In current HTM theory, there are spatial and temporal poolers. In this post, I propose the introduction of functional poolers, and describe how they lead to the emergence of meaning (full paper).
According to HTM theory, basal dendrites represent expectations (about what element of the sequence will be perceived next) and have the function of contextualizing the feedforward input to the region on the temporal dimension - in other words, as an element of a sequence.
Similarly, I believe, apical dendrites, while they represent top-down expectations, have the function of contextualizing the feedforward input to the region on a non-temporal dimension - in other words, adding meaning to it.
Note: in this post I do not mention at all grid cells. It’s because the process described here is fully compatible with them, but does not require their presence to be explained.
How does a functional pooler works?
A functional pooler works exactly like a temporal pooler, except that neurons do not enter a predictive mode based on the activation status of neurons in the same region (detected through their basal dendrites), but based on the signals received on their apical dendrites coming from other parts of the cortex. Such information is used as “context”. Those not familiar with HTM theory might read a full description of a functional pooler in the paper linked at the top of this post.
In other words, the process is as follows:
- Information enters the region from its receptive field.
- The spatial pooler “selects” which columns to activate. The pattern of columns which activates represents the features of whatever object was observed.
- The temporal pooler “selects” some of the neurons in the active columns which will fire. The patterns of neurons which fire represents the position in the sequence occupied by the features recognized during the previous step.
- The functional pooler “selects” some of the neurons in the active columns which will fire. The patterns of neurons which fire represent “contextualized features”.
It is important to understand that those contextualized features represent all associations between a pattern observed in the receptive field of the column (the content) and a pattern observed somewhere else in the cortex (the context). All associations lead to activation of neurons, regardless of relevancy. The two next steps will take care of weeding out the irrelevant ones.
- The neurons of the region become part of the receptive field of the next region in the hierarchy. Consequently, the spatial pooler of the next region tries to recognize patterns of activation in all the neurons of the region of steps 1-4: in other words, it tries to recognize patterns of contextualized features.
- The neurons of the first region (the one representing contextualized features) which were active and consistently led to the activation of a column in the second region will form strong synapses, whereas the neurons of the first region which were active but did not consistently led to the activation of columns in the second region will not form strong synapses.
The consequence is that only relevant contextualized features will form synapses, and will be “taken into account” in future pattern recognitions.
I acknowledge that the 6 steps described above are not enough to extensively explain the process; at the top of this post there is a link to a paper with an extensive description.
The emergence of meaning
As information passes from region to region, it undergoes an alternation of pattern recognitions (performed by spatial poolers) and of contextualizations (performed by temporal and functional poolers).

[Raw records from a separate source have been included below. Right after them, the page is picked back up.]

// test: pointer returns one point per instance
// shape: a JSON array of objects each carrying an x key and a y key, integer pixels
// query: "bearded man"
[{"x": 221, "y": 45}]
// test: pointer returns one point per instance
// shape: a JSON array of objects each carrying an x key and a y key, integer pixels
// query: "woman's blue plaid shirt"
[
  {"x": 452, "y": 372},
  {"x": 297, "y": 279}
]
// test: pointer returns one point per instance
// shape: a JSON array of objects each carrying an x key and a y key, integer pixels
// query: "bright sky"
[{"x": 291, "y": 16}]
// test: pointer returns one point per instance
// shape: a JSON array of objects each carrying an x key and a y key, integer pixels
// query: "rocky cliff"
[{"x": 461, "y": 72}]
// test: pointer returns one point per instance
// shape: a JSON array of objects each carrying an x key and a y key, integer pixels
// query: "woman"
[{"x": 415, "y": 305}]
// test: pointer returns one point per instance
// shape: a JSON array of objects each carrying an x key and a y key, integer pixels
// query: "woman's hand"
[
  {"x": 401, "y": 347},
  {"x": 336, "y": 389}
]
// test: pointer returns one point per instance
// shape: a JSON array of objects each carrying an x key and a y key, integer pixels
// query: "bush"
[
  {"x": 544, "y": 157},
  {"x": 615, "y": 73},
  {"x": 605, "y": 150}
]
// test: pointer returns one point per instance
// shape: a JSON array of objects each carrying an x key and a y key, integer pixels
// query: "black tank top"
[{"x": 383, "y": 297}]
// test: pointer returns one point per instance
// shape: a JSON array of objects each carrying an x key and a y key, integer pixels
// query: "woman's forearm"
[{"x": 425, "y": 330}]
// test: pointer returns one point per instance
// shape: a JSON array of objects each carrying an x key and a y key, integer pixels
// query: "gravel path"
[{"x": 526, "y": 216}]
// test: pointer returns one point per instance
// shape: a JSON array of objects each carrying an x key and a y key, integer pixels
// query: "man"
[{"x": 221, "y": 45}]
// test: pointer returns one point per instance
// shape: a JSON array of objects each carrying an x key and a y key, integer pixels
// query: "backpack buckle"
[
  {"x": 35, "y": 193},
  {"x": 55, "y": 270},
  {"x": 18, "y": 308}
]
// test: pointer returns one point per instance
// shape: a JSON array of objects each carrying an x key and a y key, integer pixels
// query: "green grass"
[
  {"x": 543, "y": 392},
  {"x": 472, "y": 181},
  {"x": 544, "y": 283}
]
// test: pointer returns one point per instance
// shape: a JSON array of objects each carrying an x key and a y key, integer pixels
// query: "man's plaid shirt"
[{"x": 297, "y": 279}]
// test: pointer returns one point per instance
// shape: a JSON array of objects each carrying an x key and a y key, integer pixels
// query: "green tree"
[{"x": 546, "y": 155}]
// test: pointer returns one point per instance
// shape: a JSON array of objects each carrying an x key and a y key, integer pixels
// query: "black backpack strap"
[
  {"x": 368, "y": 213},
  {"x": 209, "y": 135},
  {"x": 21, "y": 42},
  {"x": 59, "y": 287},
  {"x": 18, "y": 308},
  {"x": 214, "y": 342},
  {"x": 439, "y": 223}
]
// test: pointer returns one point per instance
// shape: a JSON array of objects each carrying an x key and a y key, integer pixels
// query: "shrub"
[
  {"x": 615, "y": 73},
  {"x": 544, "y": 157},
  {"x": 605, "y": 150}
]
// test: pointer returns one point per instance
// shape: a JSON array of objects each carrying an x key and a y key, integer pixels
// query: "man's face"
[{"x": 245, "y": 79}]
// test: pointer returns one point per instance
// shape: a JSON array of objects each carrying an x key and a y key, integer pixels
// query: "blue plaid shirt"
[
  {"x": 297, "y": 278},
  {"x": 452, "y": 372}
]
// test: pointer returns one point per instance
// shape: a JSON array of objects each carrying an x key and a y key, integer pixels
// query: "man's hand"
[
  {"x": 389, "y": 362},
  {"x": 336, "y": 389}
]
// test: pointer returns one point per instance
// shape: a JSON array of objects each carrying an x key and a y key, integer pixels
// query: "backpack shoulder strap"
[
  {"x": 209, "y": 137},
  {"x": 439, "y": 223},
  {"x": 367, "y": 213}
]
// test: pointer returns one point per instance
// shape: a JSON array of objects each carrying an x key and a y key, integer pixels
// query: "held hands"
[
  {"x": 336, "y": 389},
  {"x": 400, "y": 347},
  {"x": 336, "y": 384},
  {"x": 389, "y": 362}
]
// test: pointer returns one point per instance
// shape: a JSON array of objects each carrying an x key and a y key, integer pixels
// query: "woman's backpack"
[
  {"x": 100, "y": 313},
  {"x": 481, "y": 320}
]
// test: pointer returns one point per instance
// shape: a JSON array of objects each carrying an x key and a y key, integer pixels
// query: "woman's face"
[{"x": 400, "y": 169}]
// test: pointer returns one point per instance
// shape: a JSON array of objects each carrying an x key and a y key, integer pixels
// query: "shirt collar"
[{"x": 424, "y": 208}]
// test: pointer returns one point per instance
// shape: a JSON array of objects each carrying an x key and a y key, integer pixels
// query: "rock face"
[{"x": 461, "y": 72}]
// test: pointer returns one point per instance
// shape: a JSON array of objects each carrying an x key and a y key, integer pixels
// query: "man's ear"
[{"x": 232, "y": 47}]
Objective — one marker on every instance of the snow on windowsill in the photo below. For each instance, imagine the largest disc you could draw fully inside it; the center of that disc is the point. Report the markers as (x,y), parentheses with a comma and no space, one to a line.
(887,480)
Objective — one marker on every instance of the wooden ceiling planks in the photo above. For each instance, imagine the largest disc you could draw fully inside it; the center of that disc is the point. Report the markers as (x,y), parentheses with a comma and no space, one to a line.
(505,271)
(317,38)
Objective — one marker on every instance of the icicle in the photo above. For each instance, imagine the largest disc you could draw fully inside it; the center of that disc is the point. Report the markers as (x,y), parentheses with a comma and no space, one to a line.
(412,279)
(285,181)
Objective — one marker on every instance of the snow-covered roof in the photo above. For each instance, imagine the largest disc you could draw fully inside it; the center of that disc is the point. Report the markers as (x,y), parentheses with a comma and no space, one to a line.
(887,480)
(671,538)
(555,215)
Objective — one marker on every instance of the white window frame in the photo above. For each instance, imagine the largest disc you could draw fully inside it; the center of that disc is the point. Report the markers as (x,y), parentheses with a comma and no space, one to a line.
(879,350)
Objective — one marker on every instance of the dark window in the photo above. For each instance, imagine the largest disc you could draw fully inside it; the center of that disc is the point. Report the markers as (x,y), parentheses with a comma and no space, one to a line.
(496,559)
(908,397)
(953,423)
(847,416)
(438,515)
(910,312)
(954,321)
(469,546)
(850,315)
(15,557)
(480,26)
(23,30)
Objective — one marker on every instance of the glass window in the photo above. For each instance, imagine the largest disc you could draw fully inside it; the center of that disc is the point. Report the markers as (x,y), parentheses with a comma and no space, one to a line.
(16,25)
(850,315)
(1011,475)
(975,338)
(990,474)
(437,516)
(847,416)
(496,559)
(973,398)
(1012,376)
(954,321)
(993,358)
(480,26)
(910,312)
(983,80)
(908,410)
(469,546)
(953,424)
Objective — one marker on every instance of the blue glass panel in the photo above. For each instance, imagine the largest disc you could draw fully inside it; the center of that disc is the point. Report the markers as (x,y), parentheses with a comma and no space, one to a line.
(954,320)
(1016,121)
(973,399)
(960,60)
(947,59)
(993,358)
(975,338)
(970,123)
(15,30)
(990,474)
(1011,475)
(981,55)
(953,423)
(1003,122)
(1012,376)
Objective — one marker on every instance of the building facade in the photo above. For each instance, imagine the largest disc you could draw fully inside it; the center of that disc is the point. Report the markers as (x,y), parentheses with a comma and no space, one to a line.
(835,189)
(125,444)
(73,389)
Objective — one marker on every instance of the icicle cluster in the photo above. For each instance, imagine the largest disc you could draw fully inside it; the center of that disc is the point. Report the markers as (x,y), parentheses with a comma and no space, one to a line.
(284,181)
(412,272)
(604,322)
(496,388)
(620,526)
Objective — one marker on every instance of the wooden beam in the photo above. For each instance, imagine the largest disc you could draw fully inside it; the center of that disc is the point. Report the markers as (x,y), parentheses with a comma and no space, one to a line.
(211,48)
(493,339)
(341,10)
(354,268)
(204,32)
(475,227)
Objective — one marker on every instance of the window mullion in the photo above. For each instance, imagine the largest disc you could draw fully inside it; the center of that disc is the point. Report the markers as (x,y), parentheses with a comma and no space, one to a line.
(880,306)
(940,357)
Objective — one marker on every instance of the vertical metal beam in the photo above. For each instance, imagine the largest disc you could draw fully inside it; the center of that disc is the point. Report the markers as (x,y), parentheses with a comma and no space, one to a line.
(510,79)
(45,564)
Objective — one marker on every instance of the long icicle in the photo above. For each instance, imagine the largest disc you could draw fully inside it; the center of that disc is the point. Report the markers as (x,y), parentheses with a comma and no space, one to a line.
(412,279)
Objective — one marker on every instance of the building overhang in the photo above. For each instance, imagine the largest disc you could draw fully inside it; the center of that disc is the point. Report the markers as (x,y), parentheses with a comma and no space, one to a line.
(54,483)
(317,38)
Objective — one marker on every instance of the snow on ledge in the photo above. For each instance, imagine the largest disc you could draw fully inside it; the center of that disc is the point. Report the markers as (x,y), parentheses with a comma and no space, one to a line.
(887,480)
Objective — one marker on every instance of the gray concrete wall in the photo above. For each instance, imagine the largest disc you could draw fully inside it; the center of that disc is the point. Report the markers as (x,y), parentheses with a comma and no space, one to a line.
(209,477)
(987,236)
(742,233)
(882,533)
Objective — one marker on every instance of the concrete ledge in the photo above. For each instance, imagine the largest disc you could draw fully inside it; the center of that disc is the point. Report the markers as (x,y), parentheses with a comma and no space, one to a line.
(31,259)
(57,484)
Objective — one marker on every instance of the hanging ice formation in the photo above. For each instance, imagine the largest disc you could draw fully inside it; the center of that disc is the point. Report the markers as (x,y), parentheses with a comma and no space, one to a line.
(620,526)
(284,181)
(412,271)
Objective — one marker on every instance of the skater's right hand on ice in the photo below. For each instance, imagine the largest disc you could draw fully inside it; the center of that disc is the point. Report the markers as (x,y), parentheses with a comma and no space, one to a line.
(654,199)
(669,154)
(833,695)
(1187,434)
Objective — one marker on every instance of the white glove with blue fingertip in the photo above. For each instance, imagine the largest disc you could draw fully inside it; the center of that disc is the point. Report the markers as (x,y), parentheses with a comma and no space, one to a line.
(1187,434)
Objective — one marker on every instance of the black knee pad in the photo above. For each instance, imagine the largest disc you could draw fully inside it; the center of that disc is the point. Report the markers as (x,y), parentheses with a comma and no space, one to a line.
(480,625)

Spatial poolers compress information. After all, they use a smaller number of bits (the number of columns) to represent information which was encoded with a large number of bits (the number of neurons in the receptive field).
Temporal and functional contextualization expand information. After all, they use a big number of bits (the number of neurons in the region) to represent information which was encoded with a small number of bits (the number of columns in the same region).
As information passes from region to region, it undergoes an alternation of expansions and compressions. The expansions provide additional information which tentatively expands the meaning of the information being feed-forwarded. The compressions take care of removing the additional information which was coincidental but not relevant. How they exactly do so is described in the next section. The information that gets retained - the one that forms patterns recognized by the next region - is meaning
In other words, as information passes from region to region, an expansion followed by a compression allows for meaning to get added - to emerge.
How is relevance of context determined?
Before information enters a region, it is encoded by a large number of neurons, forming the receptive field. When it enters the region, as it gets processed by the spatial pooler, the information gets represented by a much lower number of items: the columns. As less bits are available to encode information, a compression takes place.
After that the spatial pooler “decides” which columns to activate, the functional pooler and the spatial pooler “decide” which neurons in those columns activate. Because the number of bits increases (the number of neurons in a region is larger than the number of columns) an expansion takes place.
The dimension along which the compression takes place depends on the dimension(s) used by the previous region(s) to encode information. For example, information coming from regions receiving input from the retina is represented on visual dimension(s).
The dimensions along which expansion takes place depend on the dimension(s) used.
From the paragraphs above, it emerges that a single region cannot represent the full process. A full iteration of information processing consists in a spatial pooler followed by a functional pooler (and eventually a temporal one) followed by a spatial one, with the focus on the second spatial pooler, whose importance is in neglecting the neurons activated in the previous step which represent irrelevant information; in other words, letting only signal pass.